Economistas, porém, são unânimes na avaliação de que qualquer tentativa de controle de preços pelo governo não é a saída para o problema.
— Controle de preços é o pior do pior, cria mercado paralelo imediatamente — diz a economista Sonia Rocha, especialista em pobreza e desigualdade. — Estamos fartos de ver isso, já deveríamos ter aprendido. Já aconteceu mil vezes e não funciona.
Mãe de dois filhos, Sandra Teixeira vai cortar compras. Ela depende do auxílio emergencial, que vai ser reduzido a R$ 300 até o fim do ano justamente no momento em que a comida está mais cara e o desemprego segue em alta.
Moradora do Complexo do Alemão, na Zona Norte do Rio, ela recebeu alimentos de um mutirão comunitário, mas a ajuda acabou há dois meses. A dona de casa se diz insegura:
— Enquanto recebíamos a cesta básica, o dinheiro do auxílio estava servindo para comprar uma carne e pagar luz e gás. Não sei como vai ser. Já costumava ir a pé ao mercado para economizar a passagem, mas agora vou cortar o máximo possível da alimentação.
O Dieese apontou alta da cesta básica em 13 das 17 capitais que pesquisa. Diretor técnico da instituição, Fausto Augusto Junior diz que, em momentos como este, os mais pobres tendem a cortar a carne.
—É substituída pelo ovo.
Sem perspectiva de queda da cesta básica, que pelo Dieese vai de R$ 440 a R$ 540, dependendo da região, a fisioterapeuta Danielle Aparecida, que tem três filhos, mudou a dieta da família para conter a conta do supermercado:
— Precisa criatividade para os filhos não sofrerem tanto impacto. Compro menos arroz, café e leite e mais verduras, legumes e frutas, como laranja e limão, para fazer sucos em vez de tomar tanto leite. O queijo dobrou de preço, e deixei de comprar.
Preços seguirão em alta
A diferença do impacto da inflação entre ricos e pobres fica mais evidente ao ver o peso no orçamento dos cinco produtos que mais sobem.

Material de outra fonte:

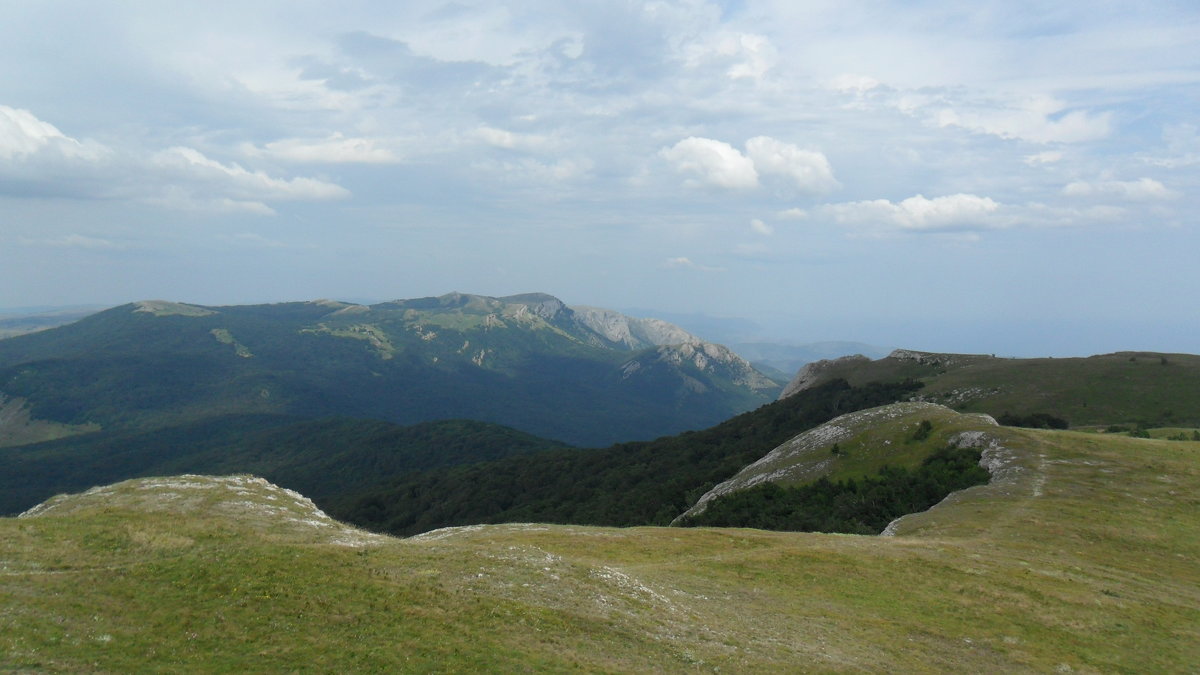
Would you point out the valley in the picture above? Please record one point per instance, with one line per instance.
(1080, 556)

Arroz, feijão preto, carnes, leite e óleo consomem 6,3% nas despesas de quem ganha até R$ 1.650,50. Essa parcela é de 1,5% na faixa acima de R$ 16.509,66 .

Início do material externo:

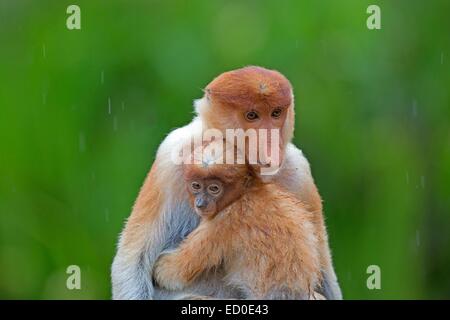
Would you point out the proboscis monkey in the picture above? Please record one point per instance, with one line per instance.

Nos cálculos de André Braz, economista da FGV, esses produtos representam 4,41% dos gastos de domicílios com renda de até 2,5 salários mínimos. Em geral, a média entre as famílias do país é de 3,04%.
— Com isso, a alimentação no domicílio para os mais pobres subiu quase 10% (no ano até agosto)— diz Braz.

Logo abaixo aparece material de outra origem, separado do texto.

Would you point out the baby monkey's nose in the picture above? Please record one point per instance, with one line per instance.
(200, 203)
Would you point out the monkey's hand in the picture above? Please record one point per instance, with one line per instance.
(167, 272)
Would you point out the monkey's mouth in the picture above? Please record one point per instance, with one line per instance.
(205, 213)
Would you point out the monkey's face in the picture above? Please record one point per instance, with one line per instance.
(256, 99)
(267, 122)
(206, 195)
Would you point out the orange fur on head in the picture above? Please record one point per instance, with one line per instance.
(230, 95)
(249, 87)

A pressão deve continuar, diz Márcio Milan, economista da Tendências. Ele prevê que a alta da alimentação no domicílio em 12 meses subirá para até 13,9% em outubro, recuando para 9,4% no fim do ano, mas sem devolução nos preços.
Isso significa que o valor de grãos, carnes, leite e derivados mudou de patamar, só vai parar de subir. Legumes e frutas costumam baratear após forte alta, ele diz.